Journal of Chromatography A, Volume 1747, 26 April 2025, 465811: Fig. 5. Measured vs. predicted RF for the model including both molecular descriptors and spectral data (mol+spec), R2 = 0.784.
Fig. 6 illustrates the prediction error for the validation set compounds using PaDEL molecular descriptors (mol), mass spectra (spec), and both combined (mol+spec). Whilst the model utilising spectra and retention times only (spec) yielded the highest R2 of calibration, significant errors were observed in prediction of the validation set compounds, with negative values for several RFs. The model using molecular descriptors, spectral data and retention times (mol + spec) yielded the narrowest distribution of fold change errors, as illustrated in Fig. 6 and Table 2. This model selected 63 molecular descriptors and 59 mass channels after GA, and with the addition of 1D and 2D retention times, resulted in an average fold change error of 1.76 (ranging from 1.01 to 4.76). Interestingly, 2D retention time was a selected variable in all models, reinforcing the utility of the RFS approach, and demonstrating that retention time accounts for some of the variance in the RF for a compound.
Journal of Chromatography A, Volume 1747, 26 April 2025, 465811: Fig. 6. Rainfall plots showing fold change error for GA-PLS approaches utilizing molecular descriptors (mol), spectral data (spec), and a combination of both molecular descriptors and spectral data (mol+spec).5. Conclusion
This study demonstrates that reconstructed total ion current response factor surfaces (RFS) in comprehensive two-dimensional gas chromatography-mass spectrometry (GC × GC–MS) provide a reliable and innovative method for estimating the concentration of compounds in complex matrices without the need for relevant reference standards. The RFS approach achieved an average fold-change error of 1.55 for suspect-screening and 1.83 for non-targeted analysis, delivering accuracy comparable to or better than predictive modelling techniques, such as genetic algorithm-partial least squares regression (GA-PLS), which yielded an average fold-change error of 1.76. Notably, the matrix-specific RFS further improved accuracy, reducing the average fold-change error to 1.34, highlighting the importance of addressing matrix effects.

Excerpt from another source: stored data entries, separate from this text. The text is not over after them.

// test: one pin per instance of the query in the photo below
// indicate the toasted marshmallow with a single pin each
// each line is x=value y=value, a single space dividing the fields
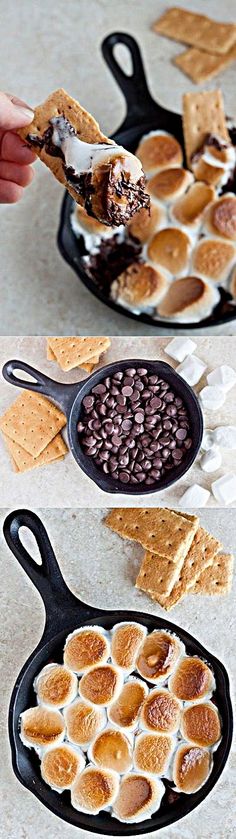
x=188 y=210
x=170 y=248
x=200 y=724
x=139 y=797
x=152 y=753
x=124 y=713
x=94 y=790
x=213 y=258
x=161 y=712
x=189 y=300
x=56 y=686
x=220 y=218
x=145 y=222
x=61 y=765
x=139 y=287
x=170 y=184
x=192 y=680
x=85 y=648
x=214 y=161
x=233 y=284
x=41 y=727
x=92 y=230
x=208 y=172
x=159 y=150
x=126 y=641
x=191 y=768
x=83 y=722
x=158 y=656
x=101 y=685
x=112 y=750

By enabling the quantification of both known and unknown compounds, the RFS methodology overcomes critical limitations in environmental analytical chemistry, particularly in scenarios where reference standards for emerging contaminants or transformation products are unavailable. This capability holds significant potential for enhancing regulatory assessments, environmental monitoring, and prioritization of unknown features in non-targeted workflows using GC × GC–MS. Overall, RFS establishes itself as a transformative tool for advancing both suspect and non-targeted screening analyses, offering a versatile and scalable solution for modern analytical challenges.